Al no tener nada más que hacer y de los nervios tan terribles que sentía, me puse como una niña de preescolar a jugar con mis dedos, mientras yo explicaba el motivo de mi visita.
Me vio directo a los ojos, como cuestionándome esto me puse mucho más nerviosa. Pero luego, sonrió y me preguntó:
—¿Y por qué crees que debería ayudarte?
Sabía que pedirle el favor sería en vano, así que, nerviosa, sonreí tontamente y le respondí:
—Entonces, supongo que mejor olvida que vine.
Claro, después de cómo lo tratamos en el pasado, era un milagro que no buscara venganza contra toda mi familia. ¿Cómo iba siquiera a considerar ayudarnos?
¿En serio porque había venido a suplicarle? Cuanto más lo pensaba, más se me arrugaba la cara de la mucha vergüenza, era bien ilusa yo.
Di media vuelta para irme, pero él me detuvo.
—No te vayas aún—empezó—, ¿habla a ver qué estás dispuesta a ofrecerme para que te ayude? Si vale la pena, no me importaría echarles una mano.
Me quedé paralizada. Pensé y pensé, pero no se me ocurría nada que pudiera ofrecerle.
¿Quizás pues pagarle en especie?
Nah mejor dejémonos de ilusiones. Si de verdad sintiera algo por mí, en tres años de matrimonio, y durante tantas noches compartiendo en la misma habitación, habría tomado la oportunidad mil veces. Pero en todo ese tiempo, nunca me hizo tan siquiera una insinuación que demostraste que yo en verdad le gustaba.
Con la cabeza agachada, murmuré:
—Mejor en serio olvida que vine hoy.
Sin embargo, de repente se acercó. Él era mucho más alto que yo. Por lo que, viéndolo frente a mí, me sentía diminuta.
Se inclinó un poco, acercándose a mi oído, y sonrio con cautela:
—Ya que has venido vestida así, ¿para qué fingir decencia al no saber qué es lo que ofreces?
Sentí un balde de agua caerme, ¡trágame tierra! Estaba muerta de la vergüenza, quería salir corriendo.

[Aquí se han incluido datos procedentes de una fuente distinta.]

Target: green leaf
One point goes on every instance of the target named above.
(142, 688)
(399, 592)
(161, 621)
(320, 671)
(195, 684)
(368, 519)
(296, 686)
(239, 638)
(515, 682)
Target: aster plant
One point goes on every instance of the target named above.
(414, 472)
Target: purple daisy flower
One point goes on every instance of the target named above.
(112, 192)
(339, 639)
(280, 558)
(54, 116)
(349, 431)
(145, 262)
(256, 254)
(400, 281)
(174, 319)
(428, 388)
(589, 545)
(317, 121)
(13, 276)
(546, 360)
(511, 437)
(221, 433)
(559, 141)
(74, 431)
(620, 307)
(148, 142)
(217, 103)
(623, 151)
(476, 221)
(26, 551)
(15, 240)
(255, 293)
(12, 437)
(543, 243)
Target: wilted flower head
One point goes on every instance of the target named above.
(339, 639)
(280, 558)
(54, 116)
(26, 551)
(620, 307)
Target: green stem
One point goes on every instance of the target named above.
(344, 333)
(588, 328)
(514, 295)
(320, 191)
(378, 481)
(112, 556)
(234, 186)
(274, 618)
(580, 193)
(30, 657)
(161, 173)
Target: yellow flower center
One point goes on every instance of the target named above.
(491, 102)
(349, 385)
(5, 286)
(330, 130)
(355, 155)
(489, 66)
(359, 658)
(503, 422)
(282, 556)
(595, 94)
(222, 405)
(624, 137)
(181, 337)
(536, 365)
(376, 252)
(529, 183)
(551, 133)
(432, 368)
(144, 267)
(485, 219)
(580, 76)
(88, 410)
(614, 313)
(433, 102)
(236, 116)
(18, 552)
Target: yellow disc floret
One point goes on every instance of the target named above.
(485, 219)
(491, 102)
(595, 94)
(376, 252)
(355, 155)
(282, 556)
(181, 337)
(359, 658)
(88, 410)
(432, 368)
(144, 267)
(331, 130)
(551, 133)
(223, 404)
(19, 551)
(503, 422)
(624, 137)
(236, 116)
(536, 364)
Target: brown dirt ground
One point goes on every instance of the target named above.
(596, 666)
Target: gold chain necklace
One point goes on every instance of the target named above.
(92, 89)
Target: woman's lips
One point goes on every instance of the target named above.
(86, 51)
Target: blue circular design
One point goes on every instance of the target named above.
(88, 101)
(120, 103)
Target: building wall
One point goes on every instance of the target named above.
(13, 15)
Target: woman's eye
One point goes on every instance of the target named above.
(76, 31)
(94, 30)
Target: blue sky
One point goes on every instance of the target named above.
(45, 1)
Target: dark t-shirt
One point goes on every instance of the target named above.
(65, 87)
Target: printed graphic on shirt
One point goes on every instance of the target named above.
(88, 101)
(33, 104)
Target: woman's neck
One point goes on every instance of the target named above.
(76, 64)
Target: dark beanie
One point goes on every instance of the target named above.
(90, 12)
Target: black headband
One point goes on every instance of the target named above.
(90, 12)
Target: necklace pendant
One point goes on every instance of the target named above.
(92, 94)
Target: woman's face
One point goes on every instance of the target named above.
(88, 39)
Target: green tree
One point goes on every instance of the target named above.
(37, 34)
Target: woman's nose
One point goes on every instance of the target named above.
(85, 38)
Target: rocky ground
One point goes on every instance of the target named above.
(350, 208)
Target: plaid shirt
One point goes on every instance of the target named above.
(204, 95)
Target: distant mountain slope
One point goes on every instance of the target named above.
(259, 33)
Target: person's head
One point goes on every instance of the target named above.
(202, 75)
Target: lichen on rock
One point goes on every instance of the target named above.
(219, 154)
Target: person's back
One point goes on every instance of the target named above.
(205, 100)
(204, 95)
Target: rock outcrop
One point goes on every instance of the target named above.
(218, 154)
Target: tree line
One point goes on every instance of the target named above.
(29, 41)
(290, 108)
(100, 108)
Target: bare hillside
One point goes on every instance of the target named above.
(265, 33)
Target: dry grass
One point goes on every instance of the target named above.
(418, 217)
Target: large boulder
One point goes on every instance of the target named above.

De pronto, rodeó mi cintura y, con una sonrisa que revelaba sus intenciones me dijo:
—Fueron tres años de matrimonio, pero me los pasé durmiendo en un cubrelecho tendido en el suelo. Ese cuerpo tuyo y todos sus placeres me han sido denegados por tanto tiempo... ¿por qué entonces no me ofreces alguito de lo tuyo para pedir mi ayuda?
Abrí los ojos de par en par, pensando que había escuchado mal.
—En serio... ¿Qué fue lo que dijiste?
Sus ojos se clavaron en los míos, y yo toda hecha un manojo de nervios. Su mirada escondía un sentimiento tan oscuro que me era difícil para mí interpretar. Pero no dijo nada, solo bajó la mirada y, tiró suavemente de la tira de mi vestido, aflojándolo.
Mi cara se puso roja de la ira y la vergüenza. Lo empujé entonces con fuerza.
—¡Si no quieres ayudar, está bien, pero así no! —grité, furiosa—. ¡Tampoco esperaba que lo hicieras, pero no tienes derecho a venir a tratarme de esta manera y menospreciarme!
Mateo me miró. No pude descifrar si su sonrisa era burlona o para esconder su enojo.
—¿Así que crees que estoy humillándote? —dijo, después de pensar en qué responder.
—¿Tú acaso crees que no? —respondí, temblando de rabia.
Después de todo, su corazón pertenecía a otra. ¿Cómo no iba a ser una humillación lo que acababa de hacerme?
Mateo se giró y se dejó caer en la silla de su escritorio. Cuando volvió a verme a los ojos, su mirada era bastante seria.
—Pues como viniste vestida como si de verdad estuvieras dispuesta a convencerme, pero tu actitud dice todo lo contrario. Ya mejor vete.
Ya había asumido que no ayudaría a mi familia, así que no dije nada más y me marché.